Poems of Jan
Oskar Hansen, PT in the May / June 2010 Sketchbook
Free Verse
Moribund
Panorama
...a short
poem about a Sunday
This landscape I
walk in was once tilled by people, who, tired of poverty and endless struggle,
left, to find work in towns. Trees and bushes have found their own grotesque form, shown as a freak show in a madhouse, Boughs stretched heavenward as asking god to release them; dimly I hear the hum of universal despair.
Lifeless sky, only the gentle breeze makes rusty leaves peel in the stillness of the moribund.
Senryu
Bowed forest
Bent by the northwesterly
Boars thrive here
Summer woods
Swimming elks in a tarn
Seem philosophical
The forest’s
bear
The honey pot found
The rabbits smiled
Dawn’s
forest
Deadly chilled serpent
Dazzled by the sun
The sun amid
trees
Tried to set a stage of love
The breeze blew pollen
The
Keeper of the Peace
Behind high
walls cypresses’ stand dignified and tall,
the iron-gate leading, into a silent Paradise, is open
white marble and names in golden letters.
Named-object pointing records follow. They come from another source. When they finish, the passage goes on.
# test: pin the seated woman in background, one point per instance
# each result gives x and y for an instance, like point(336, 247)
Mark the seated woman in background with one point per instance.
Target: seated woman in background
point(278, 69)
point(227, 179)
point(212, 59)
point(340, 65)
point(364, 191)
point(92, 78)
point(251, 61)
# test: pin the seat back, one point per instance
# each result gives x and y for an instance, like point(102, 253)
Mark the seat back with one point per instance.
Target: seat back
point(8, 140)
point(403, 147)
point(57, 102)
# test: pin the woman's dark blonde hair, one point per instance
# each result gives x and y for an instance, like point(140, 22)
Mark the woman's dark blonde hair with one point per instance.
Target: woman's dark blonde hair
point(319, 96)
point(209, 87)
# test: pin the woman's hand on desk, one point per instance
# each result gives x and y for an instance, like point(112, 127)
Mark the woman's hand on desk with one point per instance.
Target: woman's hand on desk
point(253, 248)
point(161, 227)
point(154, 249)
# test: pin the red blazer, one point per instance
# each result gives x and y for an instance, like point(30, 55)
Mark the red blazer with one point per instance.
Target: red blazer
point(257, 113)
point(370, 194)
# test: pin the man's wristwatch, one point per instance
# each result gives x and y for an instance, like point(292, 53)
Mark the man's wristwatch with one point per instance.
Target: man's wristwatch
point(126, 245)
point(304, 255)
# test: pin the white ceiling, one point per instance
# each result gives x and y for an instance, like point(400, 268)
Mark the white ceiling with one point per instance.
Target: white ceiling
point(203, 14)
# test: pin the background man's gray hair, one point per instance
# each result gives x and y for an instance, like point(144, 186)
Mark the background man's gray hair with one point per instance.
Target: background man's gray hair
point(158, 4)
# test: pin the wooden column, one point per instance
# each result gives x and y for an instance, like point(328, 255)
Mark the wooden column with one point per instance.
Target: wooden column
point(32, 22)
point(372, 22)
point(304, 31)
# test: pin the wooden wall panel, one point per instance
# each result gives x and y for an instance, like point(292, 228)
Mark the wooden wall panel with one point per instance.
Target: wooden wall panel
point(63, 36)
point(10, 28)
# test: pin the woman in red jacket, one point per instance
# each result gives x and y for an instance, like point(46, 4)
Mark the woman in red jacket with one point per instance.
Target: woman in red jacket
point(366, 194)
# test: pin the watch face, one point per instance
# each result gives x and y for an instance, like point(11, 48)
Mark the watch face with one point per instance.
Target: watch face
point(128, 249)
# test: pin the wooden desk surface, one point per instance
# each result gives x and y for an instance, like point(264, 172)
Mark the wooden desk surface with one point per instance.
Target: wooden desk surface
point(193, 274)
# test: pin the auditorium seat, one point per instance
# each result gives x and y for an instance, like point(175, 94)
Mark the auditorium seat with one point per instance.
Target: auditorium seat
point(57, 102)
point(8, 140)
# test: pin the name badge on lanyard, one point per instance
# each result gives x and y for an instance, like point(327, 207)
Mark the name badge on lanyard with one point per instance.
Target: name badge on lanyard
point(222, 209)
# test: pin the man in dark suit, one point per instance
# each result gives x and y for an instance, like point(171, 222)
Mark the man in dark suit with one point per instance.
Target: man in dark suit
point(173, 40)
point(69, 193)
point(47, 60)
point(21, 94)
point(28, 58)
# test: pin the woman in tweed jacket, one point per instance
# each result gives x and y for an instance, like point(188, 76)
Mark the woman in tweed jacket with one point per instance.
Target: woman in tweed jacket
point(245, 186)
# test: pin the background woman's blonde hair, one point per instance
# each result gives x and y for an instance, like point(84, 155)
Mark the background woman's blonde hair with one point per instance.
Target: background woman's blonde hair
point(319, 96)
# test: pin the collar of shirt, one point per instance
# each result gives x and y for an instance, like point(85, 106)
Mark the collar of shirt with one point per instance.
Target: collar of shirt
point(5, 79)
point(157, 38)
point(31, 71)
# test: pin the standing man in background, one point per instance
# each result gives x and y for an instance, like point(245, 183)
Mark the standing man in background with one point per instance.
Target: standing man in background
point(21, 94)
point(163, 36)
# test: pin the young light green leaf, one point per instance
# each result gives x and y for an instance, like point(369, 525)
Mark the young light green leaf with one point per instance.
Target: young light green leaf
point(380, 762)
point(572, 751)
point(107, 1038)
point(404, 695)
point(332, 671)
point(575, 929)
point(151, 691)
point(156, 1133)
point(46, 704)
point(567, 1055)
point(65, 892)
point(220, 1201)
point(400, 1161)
In here traffic noise dies down, a perfect spring day
comes to an end. I feel at ease here, have no regrets,
this place will one day be my home.
The gardener smokes a cigarette, fine Turkish blend,
tickles my nose, wish I could smoke too. With a big
key he locks up and wishes me safe journey.
Twenty
years in Algarve
(Biographical)
I have lived in the upper
Algarve for twenty years. I have been hiding away from life all those years, I know every bush, tree, every
bend in the road, seen, seasons come and go, trapped in my own alcoholic mind,
unable to be free from this slavery that only makes me feel
at ease when the bottles have been emptied and sleep brings in a new
day. Then working through the day, never taking the time to
befriend anyone, relax; for my quest is the night when I can open a bottle of wine
and dream the loser’s reverie and see myself if I could be free of the
past’s ghosts. My childhood is my nightmare, only wine can still my fears;
those disgusting people who abused a child. Shall I ever be able to break the chain of fear, feel equal
to fellow man? Alcoholism is a burden, a struggle I’m losing
as I sink into old age misery.
A Moment to
Remember
This night is
too beautiful to behold, moon and silence. My heart aches.
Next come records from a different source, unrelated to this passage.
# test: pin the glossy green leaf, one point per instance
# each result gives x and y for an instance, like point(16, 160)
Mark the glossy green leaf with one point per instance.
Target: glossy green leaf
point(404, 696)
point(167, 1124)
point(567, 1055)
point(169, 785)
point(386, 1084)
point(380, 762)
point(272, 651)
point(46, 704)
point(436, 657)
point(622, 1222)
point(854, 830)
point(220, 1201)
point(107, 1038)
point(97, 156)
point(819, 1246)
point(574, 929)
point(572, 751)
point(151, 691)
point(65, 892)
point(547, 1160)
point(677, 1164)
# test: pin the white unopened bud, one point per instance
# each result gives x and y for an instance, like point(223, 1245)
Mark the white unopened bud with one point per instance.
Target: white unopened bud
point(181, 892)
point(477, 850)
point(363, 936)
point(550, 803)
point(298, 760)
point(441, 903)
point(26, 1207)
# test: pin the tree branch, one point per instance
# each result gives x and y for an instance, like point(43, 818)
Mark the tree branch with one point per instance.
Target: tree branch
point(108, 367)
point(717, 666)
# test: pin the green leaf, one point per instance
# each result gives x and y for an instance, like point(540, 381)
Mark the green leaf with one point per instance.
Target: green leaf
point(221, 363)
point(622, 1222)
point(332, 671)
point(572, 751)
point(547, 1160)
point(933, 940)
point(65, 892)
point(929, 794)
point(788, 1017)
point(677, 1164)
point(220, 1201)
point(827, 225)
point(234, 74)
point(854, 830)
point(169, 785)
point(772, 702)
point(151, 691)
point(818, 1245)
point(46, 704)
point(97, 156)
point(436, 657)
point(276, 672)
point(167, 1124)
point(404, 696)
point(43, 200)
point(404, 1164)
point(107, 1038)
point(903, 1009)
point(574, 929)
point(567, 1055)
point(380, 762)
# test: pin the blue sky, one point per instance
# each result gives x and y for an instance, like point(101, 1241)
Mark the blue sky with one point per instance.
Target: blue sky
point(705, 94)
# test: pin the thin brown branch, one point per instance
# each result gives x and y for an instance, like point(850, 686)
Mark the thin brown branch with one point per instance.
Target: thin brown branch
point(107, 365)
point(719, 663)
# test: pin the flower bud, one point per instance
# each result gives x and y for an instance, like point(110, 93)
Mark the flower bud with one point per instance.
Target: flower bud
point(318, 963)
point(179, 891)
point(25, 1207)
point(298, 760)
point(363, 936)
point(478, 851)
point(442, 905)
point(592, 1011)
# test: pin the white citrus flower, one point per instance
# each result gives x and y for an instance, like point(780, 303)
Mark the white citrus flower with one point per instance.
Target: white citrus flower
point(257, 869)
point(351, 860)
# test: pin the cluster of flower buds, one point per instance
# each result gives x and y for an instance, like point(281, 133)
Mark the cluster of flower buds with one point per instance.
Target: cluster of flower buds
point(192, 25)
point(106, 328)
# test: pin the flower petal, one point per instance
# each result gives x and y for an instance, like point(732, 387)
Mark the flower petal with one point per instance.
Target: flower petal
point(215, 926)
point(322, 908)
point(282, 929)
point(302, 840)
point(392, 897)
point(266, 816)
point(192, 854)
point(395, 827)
Know I will wake up at dawn and regret that I can’t take it
with me.
It will all be erased one day and I shall not know that I
ever lived.
I have nothing, cannot own anything but my own ageing body,
all I can do is to enjoy the rare moments of fulfillments.
I hear a plane high up...see its light, full of passengers
going home and back to work. Why would anyone want to leave
this place?
Across the road, in a darkened house, a man lies dying
racked by pain...hecan’t even shave himself. He sees not the
full moon.
My life consists of moments, not like takes at a film studio
that can be done
over and over again till it’s right. Some moments are too
sad to behold.
Do not think of this now, I will drink another cold beer,
smoke a cigarette,
look at the stars and dream.
APoem
from the Seas
I once saw, where
the horizon ends, a ship plough the sky.
White tears on pale blue, and I saw the waiting darkness;
I knew, before any others, it would be a starlit night.
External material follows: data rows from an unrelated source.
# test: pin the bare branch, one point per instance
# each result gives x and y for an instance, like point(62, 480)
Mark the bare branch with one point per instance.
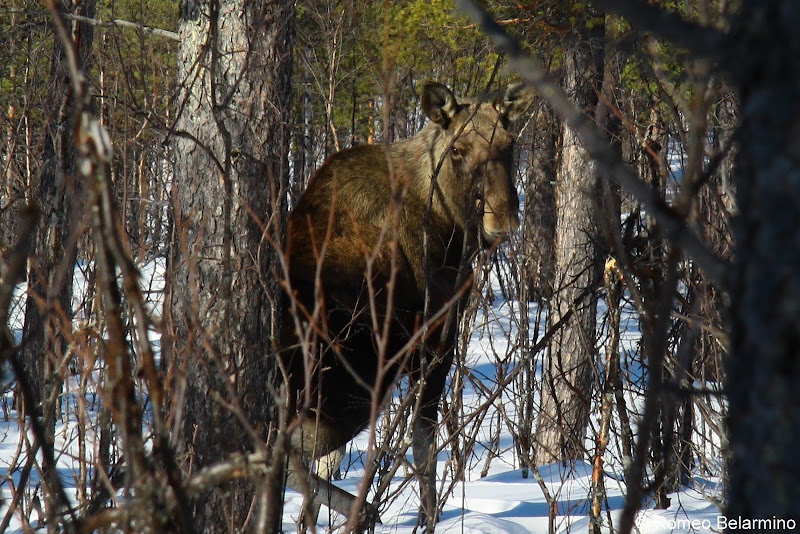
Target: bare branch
point(702, 41)
point(124, 24)
point(674, 227)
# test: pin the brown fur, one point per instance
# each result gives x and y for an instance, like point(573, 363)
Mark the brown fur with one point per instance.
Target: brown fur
point(356, 251)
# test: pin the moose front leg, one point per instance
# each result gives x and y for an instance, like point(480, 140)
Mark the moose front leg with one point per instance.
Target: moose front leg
point(425, 463)
point(424, 445)
point(318, 491)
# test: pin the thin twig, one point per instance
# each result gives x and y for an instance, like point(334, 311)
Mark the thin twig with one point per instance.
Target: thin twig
point(124, 24)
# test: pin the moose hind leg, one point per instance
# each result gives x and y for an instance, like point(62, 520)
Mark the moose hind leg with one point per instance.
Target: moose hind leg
point(425, 463)
point(316, 491)
point(328, 467)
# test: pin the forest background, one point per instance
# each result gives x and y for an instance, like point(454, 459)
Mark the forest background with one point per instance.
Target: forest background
point(136, 132)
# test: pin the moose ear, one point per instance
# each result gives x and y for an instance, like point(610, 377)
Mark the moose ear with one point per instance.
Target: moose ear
point(515, 101)
point(438, 103)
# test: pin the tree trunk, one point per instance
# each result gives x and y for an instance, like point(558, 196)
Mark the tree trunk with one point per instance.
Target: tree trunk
point(764, 363)
point(228, 209)
point(566, 388)
point(58, 193)
point(540, 206)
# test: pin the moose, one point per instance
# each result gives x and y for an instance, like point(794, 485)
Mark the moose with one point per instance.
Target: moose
point(378, 257)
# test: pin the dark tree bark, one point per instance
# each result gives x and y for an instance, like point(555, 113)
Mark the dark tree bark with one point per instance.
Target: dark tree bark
point(228, 209)
point(764, 362)
point(540, 206)
point(58, 194)
point(566, 387)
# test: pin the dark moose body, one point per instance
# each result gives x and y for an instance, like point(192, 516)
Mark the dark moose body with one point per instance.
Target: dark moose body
point(378, 256)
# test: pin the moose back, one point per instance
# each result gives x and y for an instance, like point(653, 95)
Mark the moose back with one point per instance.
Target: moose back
point(378, 255)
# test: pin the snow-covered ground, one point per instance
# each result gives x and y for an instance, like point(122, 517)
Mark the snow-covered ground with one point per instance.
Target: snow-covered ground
point(501, 501)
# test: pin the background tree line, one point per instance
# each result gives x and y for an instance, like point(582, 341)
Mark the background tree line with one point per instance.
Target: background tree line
point(217, 122)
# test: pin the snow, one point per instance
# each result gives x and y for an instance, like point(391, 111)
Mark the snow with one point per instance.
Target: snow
point(502, 501)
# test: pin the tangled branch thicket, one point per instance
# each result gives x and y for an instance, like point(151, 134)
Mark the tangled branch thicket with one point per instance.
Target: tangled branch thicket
point(90, 416)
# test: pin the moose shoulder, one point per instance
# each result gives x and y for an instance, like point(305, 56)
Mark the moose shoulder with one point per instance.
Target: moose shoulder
point(378, 246)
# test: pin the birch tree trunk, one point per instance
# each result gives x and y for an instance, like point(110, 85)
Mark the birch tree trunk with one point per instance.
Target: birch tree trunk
point(228, 209)
point(566, 387)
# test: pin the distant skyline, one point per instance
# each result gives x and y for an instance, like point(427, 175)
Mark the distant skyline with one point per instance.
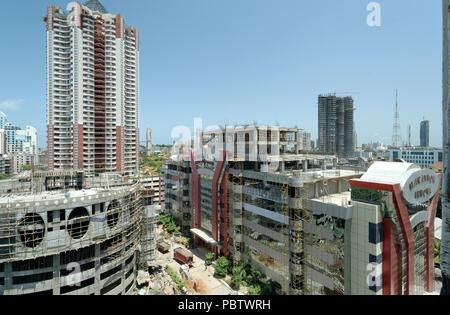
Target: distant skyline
point(236, 62)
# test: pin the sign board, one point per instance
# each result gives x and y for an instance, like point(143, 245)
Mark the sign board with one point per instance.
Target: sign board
point(420, 186)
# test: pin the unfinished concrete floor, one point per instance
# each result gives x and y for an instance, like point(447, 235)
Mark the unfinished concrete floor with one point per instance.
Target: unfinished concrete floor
point(205, 282)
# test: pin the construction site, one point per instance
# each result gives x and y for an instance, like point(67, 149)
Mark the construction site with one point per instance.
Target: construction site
point(70, 233)
point(259, 209)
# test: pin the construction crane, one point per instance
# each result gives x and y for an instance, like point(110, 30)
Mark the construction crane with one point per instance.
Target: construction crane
point(337, 93)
Look, I said, but it was too late, the ship had cast anchor
behind a cloud loading mist for Dogger Banks, and took
onboard discarded dreams to plug the dikes of Amsterdam.
Sunflowers on mythical sea and red flying fish, my ship is
bound for the Saragossa Sea with a hold full of old sailors,
it’s here they come to stalk in the fog of the forgotten.
Moon Light
Senryu
No moon is
peace
Half moon is, partial promise
Full moon is heartache
Full moon is romance
Half moon is waning love
No moon is emptiness
Anemic moon
On afternoon’s azure sky
Is pale as demise
Bird
Migration Senryu
I see no
birds today
Need them for my loneliness
Wonder why they flew?
The birds which left
Built me a nest of feathers
A bed of eiderdown.
Birds are transient
Open the door of any cage
See them fly as dreams.
Nagasaki
Mon Amour
A Reading
There are moments when things
become clear, I sat on deck, a night when the Pacific Ocean was, as its
name, calm; listened to the heartbeat of the ship, which seemed to beat
faster when one of the engineers opened the door and came out on
deck. I heard laughter from the mess-room, they were playing cards
but I knew I would never be one of them, I had tried, the swagger and the misogyny,
living in
a world where women were either whores or mothers. The ship was bound for Nagasaki, which for the young crew
meant little, but I had been here before and visited a graveyard
where
Portuguese sailors
had died long time ago when Japan was an unknown land.
At fifty I was a relic and accepted that.
Walking down the gangway, I didn’t bother to look back,
didn’t shake anyone’s hand— it was dinner time anyway.
Before flying back to Europe I tried to find the Portuguese
cemetery, it wasn’t there anymore; another relic gone.